Ministerie van Binnenlandse Zaken en Koninkrijksrelaties
Inhoud pagina: Toespraak minister Hirsch Ballin bij herdenkingsbijeenkomst in
Tuin van Bezinning
11 juni 2010
Hier, in dit nationaal monument van de politie, herinneren we ons onze
collega's, onze dierbaren. We zijn hier om stil te staan bij de offers
van het vak. En we zijn hier om kenbaar te maken dat we die offers niet
vergeten zijn.
Herinneren is een vorm van ontmoeten.
De Tuin van Bezinning is een ontmoetingsplek. Een plek waar we terug
kunnen denken aan de mensen die we zo goed hebben gekend, en die zijn
gestorven in de uitoefening van hun vak.
Het is goed dat er zo'n plaats is.
U weet hoe het is vlak na het overlijden van een dierbare. Je hebt het
gevoel dat hij of zij er nog is.
Je denkt iemand in een flits te herkennen op straat, je hoort zijn
stem, en ook geur of muziek kunnen je gedachten op ieder willekeurig
moment doen teruggaan naar de overledene.

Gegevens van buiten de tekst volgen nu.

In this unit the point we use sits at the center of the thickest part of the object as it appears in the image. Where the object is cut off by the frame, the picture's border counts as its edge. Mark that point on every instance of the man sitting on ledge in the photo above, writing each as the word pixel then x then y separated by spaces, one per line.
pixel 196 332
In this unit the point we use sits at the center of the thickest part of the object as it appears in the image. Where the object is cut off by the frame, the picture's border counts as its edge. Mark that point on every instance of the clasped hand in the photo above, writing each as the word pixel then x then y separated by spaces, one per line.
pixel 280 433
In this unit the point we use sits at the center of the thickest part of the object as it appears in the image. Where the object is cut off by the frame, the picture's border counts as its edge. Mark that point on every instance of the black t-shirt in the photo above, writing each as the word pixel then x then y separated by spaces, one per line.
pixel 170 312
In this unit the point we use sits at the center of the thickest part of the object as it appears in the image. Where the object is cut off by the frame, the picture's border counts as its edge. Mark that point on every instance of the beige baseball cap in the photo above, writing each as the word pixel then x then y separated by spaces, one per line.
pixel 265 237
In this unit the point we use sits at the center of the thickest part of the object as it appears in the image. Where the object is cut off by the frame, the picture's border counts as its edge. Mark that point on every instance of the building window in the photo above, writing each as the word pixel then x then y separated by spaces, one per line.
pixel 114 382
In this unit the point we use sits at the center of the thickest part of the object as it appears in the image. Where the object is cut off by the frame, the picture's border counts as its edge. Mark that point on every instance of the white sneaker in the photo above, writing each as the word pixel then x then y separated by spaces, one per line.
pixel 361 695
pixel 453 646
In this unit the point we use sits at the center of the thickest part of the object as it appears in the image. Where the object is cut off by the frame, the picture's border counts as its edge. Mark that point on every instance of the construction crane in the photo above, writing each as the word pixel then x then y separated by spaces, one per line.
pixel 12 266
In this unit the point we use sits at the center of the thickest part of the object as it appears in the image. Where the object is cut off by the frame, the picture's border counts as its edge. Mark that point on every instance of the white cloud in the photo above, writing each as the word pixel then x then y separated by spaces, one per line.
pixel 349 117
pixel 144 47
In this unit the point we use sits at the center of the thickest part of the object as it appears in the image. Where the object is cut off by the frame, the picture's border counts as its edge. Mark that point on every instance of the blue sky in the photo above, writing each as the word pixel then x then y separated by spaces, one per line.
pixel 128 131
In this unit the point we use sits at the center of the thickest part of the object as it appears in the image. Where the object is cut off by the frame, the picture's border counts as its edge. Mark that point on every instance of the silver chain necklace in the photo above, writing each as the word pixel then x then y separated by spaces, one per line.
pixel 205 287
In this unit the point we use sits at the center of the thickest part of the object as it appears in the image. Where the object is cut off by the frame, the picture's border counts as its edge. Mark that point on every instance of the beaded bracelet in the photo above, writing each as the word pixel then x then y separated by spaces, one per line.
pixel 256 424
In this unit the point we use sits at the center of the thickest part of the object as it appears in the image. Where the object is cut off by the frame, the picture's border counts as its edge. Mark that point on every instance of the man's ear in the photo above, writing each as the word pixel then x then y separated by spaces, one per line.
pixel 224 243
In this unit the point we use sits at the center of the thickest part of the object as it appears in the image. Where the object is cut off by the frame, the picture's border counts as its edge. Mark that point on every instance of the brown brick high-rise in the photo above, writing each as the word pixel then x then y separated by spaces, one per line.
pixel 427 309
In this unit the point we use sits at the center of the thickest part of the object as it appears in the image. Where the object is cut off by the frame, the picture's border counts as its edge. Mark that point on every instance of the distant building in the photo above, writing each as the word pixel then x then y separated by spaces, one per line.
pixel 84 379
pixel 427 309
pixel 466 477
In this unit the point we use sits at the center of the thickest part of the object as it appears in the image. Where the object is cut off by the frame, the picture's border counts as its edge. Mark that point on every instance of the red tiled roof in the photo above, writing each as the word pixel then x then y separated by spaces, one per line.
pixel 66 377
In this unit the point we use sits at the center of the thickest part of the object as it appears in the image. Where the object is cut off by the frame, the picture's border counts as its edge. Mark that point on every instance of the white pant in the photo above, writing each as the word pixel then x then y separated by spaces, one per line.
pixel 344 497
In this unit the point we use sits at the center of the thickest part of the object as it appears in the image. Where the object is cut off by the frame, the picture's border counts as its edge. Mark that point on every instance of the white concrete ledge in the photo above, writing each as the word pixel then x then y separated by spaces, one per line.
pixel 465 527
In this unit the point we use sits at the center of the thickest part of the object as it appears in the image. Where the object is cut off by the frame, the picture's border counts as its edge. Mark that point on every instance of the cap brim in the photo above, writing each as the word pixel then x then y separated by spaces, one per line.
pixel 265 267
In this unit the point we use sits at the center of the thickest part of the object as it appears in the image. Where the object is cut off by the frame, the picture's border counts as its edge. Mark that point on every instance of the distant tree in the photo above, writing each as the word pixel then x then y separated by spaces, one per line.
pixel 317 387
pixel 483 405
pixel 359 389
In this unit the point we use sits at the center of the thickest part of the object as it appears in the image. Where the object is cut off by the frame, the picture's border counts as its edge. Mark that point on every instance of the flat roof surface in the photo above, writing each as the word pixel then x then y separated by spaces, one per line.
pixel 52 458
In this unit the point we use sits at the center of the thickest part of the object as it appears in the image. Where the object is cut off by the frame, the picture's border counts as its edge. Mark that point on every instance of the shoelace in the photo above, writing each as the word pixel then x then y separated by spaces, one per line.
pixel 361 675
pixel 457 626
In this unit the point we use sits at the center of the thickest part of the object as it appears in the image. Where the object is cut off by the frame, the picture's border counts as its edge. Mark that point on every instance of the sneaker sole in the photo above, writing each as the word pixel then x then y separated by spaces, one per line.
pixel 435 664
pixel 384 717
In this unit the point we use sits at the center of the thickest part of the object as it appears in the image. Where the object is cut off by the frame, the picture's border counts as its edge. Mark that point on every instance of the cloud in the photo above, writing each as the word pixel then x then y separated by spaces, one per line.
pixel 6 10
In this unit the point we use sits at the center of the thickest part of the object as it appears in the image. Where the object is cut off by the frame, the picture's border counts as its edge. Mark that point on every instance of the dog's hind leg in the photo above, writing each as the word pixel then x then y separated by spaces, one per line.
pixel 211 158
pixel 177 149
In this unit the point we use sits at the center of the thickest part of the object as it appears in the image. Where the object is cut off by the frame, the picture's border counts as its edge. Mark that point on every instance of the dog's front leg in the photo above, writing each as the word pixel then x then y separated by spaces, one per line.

Het kan verdriet oproepen of troost bieden.
De dichter Vasalis heeft mooi onder woorden gebracht wat een
plotselinge flard muziek teweeg kan brengen, en ik lees een paar regels
voor.
Een warm en onverwacht verdriet,
eerbied voor de gewoonste dingen,
neiging om hardop mee te zingen,
en dan te huilen om dit lied
ontstond in mijn verwend gemoed.
Ik voelde me bedroefd en goed.
Ze drukt hiermee - in mijn ogen - een universeel gevoel uit dat
iedereen onbewust en onverwacht wel eens heeft ervaren. Dat is
volstrekt persoonlijk en valt niet te sturen.

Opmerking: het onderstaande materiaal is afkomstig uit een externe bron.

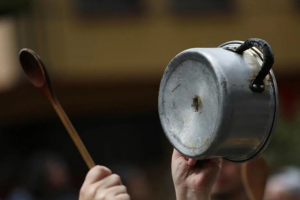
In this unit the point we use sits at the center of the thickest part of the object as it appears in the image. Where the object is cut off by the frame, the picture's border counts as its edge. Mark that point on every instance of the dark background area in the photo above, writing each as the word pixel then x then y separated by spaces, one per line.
pixel 106 59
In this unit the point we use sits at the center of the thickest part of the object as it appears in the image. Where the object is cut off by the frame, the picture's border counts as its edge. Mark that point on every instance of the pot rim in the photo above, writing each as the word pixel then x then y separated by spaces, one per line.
pixel 266 141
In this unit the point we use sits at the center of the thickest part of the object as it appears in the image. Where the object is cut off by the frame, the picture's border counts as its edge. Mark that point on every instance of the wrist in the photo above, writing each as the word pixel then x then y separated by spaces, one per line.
pixel 192 194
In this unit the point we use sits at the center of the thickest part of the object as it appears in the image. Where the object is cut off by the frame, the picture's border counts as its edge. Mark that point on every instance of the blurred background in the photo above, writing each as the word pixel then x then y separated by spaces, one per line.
pixel 106 59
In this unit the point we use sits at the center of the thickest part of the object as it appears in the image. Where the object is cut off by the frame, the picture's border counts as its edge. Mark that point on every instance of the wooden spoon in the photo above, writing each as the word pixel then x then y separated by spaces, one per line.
pixel 254 177
pixel 38 76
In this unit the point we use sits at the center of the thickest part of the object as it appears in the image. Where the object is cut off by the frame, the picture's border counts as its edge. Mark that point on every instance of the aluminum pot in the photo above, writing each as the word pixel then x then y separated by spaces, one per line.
pixel 220 102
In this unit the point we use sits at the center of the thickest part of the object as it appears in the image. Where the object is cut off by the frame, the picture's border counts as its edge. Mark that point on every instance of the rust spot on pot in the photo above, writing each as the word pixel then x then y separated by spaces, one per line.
pixel 224 85
pixel 197 104
pixel 176 88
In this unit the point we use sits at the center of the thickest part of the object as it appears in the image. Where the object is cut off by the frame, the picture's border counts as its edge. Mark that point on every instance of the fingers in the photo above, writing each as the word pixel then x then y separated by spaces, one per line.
pixel 95 174
pixel 101 184
pixel 109 181
pixel 111 193
pixel 122 197
pixel 191 162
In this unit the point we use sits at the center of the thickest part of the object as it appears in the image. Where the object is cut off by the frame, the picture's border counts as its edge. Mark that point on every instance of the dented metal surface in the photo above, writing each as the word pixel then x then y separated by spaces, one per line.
pixel 207 109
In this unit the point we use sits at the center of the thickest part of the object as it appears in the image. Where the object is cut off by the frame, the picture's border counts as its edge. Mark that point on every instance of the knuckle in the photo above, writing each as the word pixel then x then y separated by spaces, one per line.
pixel 90 192
pixel 102 170
pixel 116 178
pixel 126 197
pixel 123 188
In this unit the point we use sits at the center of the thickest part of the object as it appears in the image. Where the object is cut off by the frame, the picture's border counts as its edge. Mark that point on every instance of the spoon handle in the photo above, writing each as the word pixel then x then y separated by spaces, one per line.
pixel 72 132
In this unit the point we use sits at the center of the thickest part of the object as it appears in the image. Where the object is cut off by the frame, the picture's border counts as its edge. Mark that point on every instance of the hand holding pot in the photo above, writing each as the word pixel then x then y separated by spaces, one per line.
pixel 194 179
pixel 101 184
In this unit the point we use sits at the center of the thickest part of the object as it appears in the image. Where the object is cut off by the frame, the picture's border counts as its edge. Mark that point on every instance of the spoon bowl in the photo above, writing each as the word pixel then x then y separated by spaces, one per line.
pixel 38 76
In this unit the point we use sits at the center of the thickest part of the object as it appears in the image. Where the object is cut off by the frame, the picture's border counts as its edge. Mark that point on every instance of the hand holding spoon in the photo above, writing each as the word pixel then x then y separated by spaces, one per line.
pixel 38 76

Des te belangrijker is het dat er een plaats is waar herinneringen een
vaste plek kunnen krijgen. Een plek waar mensen gesteund worden in het
besef dat ze niet alleen zijn in hun verdriet. Een plek die ook tot
bezinning en reflectie kan leiden.
Zes jaar geleden werd de Tuin van Bezinning geopend. De voortvarendheid
waarmee het initiatief werd omarmd en uitgevoerd, gaf aan dat er grote
behoefte bestond aan een nationaal monument voor de politie.

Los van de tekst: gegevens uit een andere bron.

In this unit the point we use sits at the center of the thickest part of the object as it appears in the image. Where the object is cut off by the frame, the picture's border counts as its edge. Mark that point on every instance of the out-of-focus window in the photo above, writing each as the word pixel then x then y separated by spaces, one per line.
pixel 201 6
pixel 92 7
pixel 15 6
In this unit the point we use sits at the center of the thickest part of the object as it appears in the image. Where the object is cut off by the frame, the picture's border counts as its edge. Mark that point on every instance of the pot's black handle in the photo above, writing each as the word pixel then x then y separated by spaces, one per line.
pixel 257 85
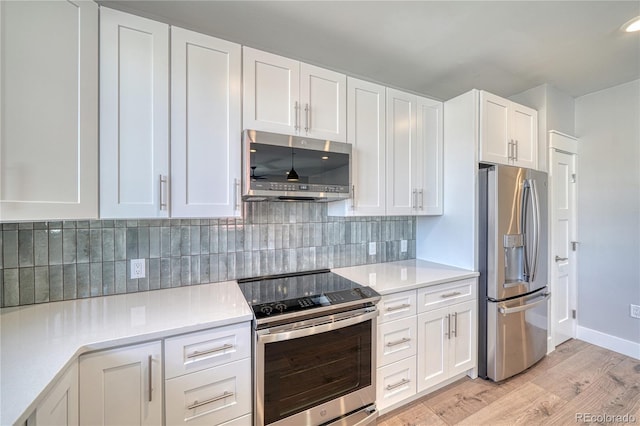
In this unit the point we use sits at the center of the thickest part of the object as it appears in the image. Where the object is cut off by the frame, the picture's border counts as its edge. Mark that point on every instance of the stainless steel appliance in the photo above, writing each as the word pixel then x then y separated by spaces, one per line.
pixel 314 349
pixel 284 168
pixel 513 288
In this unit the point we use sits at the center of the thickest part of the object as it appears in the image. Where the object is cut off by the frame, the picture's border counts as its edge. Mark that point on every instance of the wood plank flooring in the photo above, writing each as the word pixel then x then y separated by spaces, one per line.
pixel 574 382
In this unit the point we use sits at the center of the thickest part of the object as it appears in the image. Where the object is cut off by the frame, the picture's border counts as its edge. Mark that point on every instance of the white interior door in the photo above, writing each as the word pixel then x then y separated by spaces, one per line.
pixel 563 217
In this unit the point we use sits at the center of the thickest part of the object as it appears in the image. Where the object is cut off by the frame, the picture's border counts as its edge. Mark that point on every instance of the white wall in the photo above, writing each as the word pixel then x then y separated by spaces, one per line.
pixel 608 125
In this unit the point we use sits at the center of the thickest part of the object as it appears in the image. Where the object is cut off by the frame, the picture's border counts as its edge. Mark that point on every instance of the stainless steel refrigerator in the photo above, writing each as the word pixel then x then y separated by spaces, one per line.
pixel 513 303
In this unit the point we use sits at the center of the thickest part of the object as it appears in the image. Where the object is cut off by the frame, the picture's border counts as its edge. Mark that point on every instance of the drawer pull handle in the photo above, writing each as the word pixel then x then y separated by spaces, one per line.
pixel 197 404
pixel 210 351
pixel 398 307
pixel 399 342
pixel 397 385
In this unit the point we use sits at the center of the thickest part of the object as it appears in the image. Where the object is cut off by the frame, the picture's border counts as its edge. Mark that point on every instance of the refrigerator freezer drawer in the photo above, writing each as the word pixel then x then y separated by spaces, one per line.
pixel 516 334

Het monument brengt goed tot uitdrukking dat er een grote onderlinge
verbondenheid is binnen de politie.
De moeder van een overleden agent zei destijds bij de oprichting: "Het
is mooi dat er iets tastbaars is waarmee je laat zien: het zijn onze
mensen; wij vergeten ze niet".
De afgelopen vijf jaar heeft laten zien dat de behoefte aan een vaste
herdenkingsplek groot is. Ook buiten de herdenkingsbijeenkomsten komen
er wekelijks mensen of groepen medewerkers van korpsen om eer de
bewijzen en stil te staan bij de risico's van het vak.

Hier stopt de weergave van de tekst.